Getting MimeType subtype with Apache tika
Asked Answered
M

4

17

I'd need to get the iana.org MediaType rather than application/zip or application/x-tika-msoffice for documents like, odt, ppt, pptx, xlsx etc.

If you look at mimetypes.xml there are mimeType elements composed of the iana.org mime-type and "sub-class-of"

   <mime-type type="application/msword">
    <alias type="application/vnd.ms-word"/>
    ............................
    <glob pattern="*.doc"/>
    <glob pattern="*.dot"/>
    <sub-class-of type="application/x-tika-msoffice"/>
  </mime-type>

How to get the iana.org mime-type name instead of the parent type name ?

When testing mime type detection, I do :

MediaType mediaType = MediaType.parse(tika.detect(inputStream));
String mimeType = mediaType.getSubtype();

Test Results :

FAILED: getsCorrectContentType("application/vnd.ms-excel", docs/xls/en.xls)
java.lang.AssertionError: expected:<application/vnd.ms-excel> but was:<x-tika-msoffice>

FAILED: getsCorrectContentType("vnd.openxmlformats-officedocument.spreadsheetml.sheet", docs/xlsx/en.xlsx)
java.lang.AssertionError: expected:<vnd.openxmlformats-officedocument.spreadsheetml.sheet> but was:<zip>

FAILED: getsCorrectContentType("application/msword", doc/en.doc)
java.lang.AssertionError: expected:<application/msword> but was:<x-tika-msoffice>

FAILED: getsCorrectContentType("application/vnd.openxmlformats-officedocument.wordprocessingml.document", docs/docx/en.docx)
java.lang.AssertionError: expected:<application/vnd.openxmlformats-officedocument.wordprocessingml.document> but was:<zip>

FAILED: getsCorrectContentType("vnd.ms-powerpoint", docs/ppt/en.ppt)
java.lang.AssertionError: expected:<vnd.ms-powerpoint> but was:<x-tika-msoffice>

Is there any way to get the actual subtype from mimetypes.xml ? Instead of x-tika-msoffice or application/zip ?

Moreover I never get application/x-tika-ooxml, but application/zip for xlsx, docx, pptx documents.

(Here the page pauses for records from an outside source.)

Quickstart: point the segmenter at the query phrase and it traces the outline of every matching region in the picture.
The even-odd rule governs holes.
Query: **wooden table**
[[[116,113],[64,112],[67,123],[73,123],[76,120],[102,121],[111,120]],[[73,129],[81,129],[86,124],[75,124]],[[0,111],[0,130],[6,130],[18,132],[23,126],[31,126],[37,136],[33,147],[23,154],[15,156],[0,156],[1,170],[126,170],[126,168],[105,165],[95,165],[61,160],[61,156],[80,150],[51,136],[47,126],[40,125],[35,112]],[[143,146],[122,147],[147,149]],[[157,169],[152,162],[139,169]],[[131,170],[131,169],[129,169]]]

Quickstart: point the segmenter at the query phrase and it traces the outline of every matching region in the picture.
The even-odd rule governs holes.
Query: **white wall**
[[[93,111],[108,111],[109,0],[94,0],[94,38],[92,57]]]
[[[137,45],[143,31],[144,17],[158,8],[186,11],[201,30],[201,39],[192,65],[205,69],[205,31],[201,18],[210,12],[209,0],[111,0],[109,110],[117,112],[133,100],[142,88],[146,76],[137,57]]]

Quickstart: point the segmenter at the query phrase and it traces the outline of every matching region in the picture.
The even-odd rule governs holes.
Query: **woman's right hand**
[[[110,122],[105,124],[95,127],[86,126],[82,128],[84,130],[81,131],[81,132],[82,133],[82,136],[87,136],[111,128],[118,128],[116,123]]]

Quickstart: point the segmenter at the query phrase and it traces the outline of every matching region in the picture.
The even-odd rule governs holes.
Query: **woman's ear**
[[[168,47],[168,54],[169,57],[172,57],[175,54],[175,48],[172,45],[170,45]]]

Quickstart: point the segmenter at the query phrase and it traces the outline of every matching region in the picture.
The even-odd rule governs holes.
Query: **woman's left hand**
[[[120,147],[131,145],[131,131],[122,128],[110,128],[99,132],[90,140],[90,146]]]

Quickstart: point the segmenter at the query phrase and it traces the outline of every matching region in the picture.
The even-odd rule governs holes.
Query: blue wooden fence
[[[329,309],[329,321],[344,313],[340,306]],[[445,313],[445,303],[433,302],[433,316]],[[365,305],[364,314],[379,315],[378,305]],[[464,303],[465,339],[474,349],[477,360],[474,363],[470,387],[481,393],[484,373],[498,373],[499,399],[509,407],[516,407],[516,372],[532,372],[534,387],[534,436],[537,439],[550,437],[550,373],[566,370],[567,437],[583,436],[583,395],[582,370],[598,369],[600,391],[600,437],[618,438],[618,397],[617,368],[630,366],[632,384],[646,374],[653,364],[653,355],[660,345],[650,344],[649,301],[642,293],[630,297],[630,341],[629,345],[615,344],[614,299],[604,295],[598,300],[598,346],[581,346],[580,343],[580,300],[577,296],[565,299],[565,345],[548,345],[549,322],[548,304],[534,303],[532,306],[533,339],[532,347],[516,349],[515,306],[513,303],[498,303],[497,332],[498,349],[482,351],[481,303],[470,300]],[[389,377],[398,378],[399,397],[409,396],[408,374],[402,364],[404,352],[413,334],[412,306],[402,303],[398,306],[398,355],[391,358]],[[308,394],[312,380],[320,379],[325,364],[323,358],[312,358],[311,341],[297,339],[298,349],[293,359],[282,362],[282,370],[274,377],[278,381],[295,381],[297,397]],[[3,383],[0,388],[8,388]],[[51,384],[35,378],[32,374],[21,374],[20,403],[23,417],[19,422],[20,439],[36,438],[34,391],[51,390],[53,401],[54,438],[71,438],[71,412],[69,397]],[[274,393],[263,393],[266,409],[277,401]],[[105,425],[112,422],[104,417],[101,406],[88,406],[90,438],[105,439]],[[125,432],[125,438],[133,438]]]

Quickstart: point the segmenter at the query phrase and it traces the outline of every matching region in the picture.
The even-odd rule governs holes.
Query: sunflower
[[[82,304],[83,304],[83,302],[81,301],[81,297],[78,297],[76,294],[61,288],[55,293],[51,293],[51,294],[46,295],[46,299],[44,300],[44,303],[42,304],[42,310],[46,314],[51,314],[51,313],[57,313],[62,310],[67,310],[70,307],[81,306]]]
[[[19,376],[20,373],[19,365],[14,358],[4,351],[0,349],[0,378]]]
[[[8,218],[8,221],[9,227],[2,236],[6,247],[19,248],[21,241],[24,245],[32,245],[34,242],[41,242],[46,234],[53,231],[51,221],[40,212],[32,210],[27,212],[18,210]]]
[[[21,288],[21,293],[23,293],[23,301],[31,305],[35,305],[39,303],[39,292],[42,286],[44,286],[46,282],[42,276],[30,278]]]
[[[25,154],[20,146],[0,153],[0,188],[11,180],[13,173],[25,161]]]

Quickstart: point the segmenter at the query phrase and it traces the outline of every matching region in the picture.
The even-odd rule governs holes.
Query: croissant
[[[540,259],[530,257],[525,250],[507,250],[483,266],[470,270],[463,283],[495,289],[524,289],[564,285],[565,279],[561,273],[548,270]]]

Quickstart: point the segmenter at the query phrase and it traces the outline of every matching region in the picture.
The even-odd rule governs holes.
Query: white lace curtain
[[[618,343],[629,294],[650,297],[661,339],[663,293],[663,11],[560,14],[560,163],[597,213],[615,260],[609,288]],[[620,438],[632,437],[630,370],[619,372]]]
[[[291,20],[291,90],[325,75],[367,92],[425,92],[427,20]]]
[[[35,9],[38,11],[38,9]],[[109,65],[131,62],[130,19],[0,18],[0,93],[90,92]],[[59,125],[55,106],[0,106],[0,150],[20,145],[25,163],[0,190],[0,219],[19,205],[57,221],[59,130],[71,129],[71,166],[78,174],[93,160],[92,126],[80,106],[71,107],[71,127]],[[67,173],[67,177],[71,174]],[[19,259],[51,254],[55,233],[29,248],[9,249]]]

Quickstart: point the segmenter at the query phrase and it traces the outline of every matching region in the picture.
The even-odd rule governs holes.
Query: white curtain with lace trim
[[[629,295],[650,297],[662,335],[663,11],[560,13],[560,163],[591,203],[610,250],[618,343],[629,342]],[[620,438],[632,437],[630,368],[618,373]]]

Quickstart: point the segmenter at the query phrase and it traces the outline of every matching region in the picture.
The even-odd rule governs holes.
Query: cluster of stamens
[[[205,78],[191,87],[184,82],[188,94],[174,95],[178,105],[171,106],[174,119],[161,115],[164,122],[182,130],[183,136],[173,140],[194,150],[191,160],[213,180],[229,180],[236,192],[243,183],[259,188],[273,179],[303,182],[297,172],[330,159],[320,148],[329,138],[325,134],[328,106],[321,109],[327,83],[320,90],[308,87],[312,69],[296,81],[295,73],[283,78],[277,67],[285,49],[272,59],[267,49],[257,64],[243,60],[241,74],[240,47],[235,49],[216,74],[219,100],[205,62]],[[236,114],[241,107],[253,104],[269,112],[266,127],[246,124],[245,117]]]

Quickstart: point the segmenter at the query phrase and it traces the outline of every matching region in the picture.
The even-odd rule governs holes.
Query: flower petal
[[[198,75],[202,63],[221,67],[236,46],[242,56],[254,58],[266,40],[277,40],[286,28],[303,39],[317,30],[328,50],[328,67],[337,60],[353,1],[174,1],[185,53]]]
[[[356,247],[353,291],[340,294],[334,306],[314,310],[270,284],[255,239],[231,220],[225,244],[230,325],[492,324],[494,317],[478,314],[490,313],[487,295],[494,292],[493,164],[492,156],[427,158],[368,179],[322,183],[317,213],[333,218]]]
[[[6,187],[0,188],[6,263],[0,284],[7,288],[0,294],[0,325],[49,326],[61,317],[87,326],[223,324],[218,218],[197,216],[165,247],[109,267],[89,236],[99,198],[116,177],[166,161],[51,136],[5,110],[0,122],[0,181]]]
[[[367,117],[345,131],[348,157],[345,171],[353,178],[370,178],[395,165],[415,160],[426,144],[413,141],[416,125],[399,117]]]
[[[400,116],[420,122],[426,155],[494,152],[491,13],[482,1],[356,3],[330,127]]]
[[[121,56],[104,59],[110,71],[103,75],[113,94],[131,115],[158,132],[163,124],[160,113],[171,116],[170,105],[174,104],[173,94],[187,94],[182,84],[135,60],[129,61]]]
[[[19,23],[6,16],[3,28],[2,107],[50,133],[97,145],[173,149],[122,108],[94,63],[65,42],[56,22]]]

Medor answered 21/8, 2011 at 10:14 Comment(0)
M
3

The default byte pattern detection rules in tika-core can only detect the generic OLE2 or ZIP format used by all MS Office document types. You want to use ContainerAwareDetector for this kind of detection afaik. And use MimeTypes detector as its fallback detector. Try this :

public MediaType getContentType(InputStream is, String fileName) {
    MediaType mediaType;
    Metadata md = new Metadata();
    md.set(Metadata.RESOURCE_NAME_KEY, fileName);
    Detector detector = new ContainerAwareDetector(tikaConfig.getMimeRepository());

    try {
        mediaType = detector.detect(is, md);
    } catch (IOException ioe) {
        whatever;
    }
    return mediaType;
}

This way your tests should pass

Medor answered 22/8, 2011 at 9:19 Comment(1)
ContainerAwareDetector has been deprecated for some time now in Tika, for anyone looking at this today you should instead be using Tika's new-ish DefaultDetector coupled with all the tika parsers on your classpathBaeyer
H
34

Originally, Tika only supported detection by Mime Magic or by file extension (glob), as this is all most mime detection before Tika did.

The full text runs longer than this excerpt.